Диалектика Маркса существует как-то отдельно от диалектики Адама Смита, Мальтуса или Дарвина. Идеи «невидимой руки рынка», самонаводящейся эволюции, самоорганизации, рождения порядка из хаоса плохо сочетаются с «общественным производством по заранее обдуманному плану», с идеями управления экономикой - и не только экономикой - из одного центра. Кажется очевидным, что все эти утопические идеи устарели, и от них надо отказаться. Но приходится признать, что у тех или иных разновидностей марксистской утопии, возможно, в смеси с другими утопиями, в России, по крайней мере, на уровне массового сознания, сейчас больше будущего, чем у рациональной части марксистского учения.

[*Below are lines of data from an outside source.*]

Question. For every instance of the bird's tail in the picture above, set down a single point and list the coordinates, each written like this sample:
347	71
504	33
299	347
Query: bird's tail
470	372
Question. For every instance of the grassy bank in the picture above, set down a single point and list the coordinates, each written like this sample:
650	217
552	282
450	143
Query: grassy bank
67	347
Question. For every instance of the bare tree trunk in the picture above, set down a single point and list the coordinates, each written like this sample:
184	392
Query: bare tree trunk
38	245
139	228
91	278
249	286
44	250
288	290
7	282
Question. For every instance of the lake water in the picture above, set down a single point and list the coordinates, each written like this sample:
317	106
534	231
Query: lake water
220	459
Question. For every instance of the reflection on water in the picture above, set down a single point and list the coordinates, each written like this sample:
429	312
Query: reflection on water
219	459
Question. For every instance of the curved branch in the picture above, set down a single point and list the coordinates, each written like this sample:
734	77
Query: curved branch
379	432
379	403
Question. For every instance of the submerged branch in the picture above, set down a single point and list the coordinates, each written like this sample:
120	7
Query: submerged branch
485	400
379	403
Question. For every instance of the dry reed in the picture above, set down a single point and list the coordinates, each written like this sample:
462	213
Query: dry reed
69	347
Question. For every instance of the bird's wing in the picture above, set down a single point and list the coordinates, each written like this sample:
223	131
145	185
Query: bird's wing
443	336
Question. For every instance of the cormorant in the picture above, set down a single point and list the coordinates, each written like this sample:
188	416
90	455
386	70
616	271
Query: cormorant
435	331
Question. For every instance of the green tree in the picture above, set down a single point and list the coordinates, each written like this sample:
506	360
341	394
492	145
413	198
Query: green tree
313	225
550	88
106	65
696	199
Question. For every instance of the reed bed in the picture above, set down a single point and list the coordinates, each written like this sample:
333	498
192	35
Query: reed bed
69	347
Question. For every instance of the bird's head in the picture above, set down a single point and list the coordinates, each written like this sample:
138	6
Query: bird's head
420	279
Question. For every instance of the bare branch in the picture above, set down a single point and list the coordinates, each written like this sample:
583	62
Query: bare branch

Шпенглер, один из главных идеологов немецкой «консервативной революции», называл государство «высочайшим символом времени» и, считая его «внутренней формой нации», упрекал Маркса в том, что он, с его «английской ориентацией мышления» подражал французскому Просвещению, воплотившему свою вражду к государству в понятие "société", общество. Мне же представляется, что как раз рассмотрение общества, а не народа или нации в качестве субъекта исторического развития - сильная сторона марксизма.

Позиция Шпенглера, явно или неявно разделяемая многими в сегодняшней России, ведет в еще одну ловушку консерватизма. Консерватизм отрицает стирающий культурные границы историзм в угоду незыблемости географических границ, и тем самым ведет к высокомерному культурному, а затем и политическому изоляционизму. Такой изоляционизм в наших условиях оборачивается антизападничеством, антиамериканизмом и т. д.

Все ловушки консервативной модернизации сводятся, в конечном счете, к одному: она отторгает свои собственные результаты, ибо они несут перемены, часто несовместимые с ценностями консерватизма.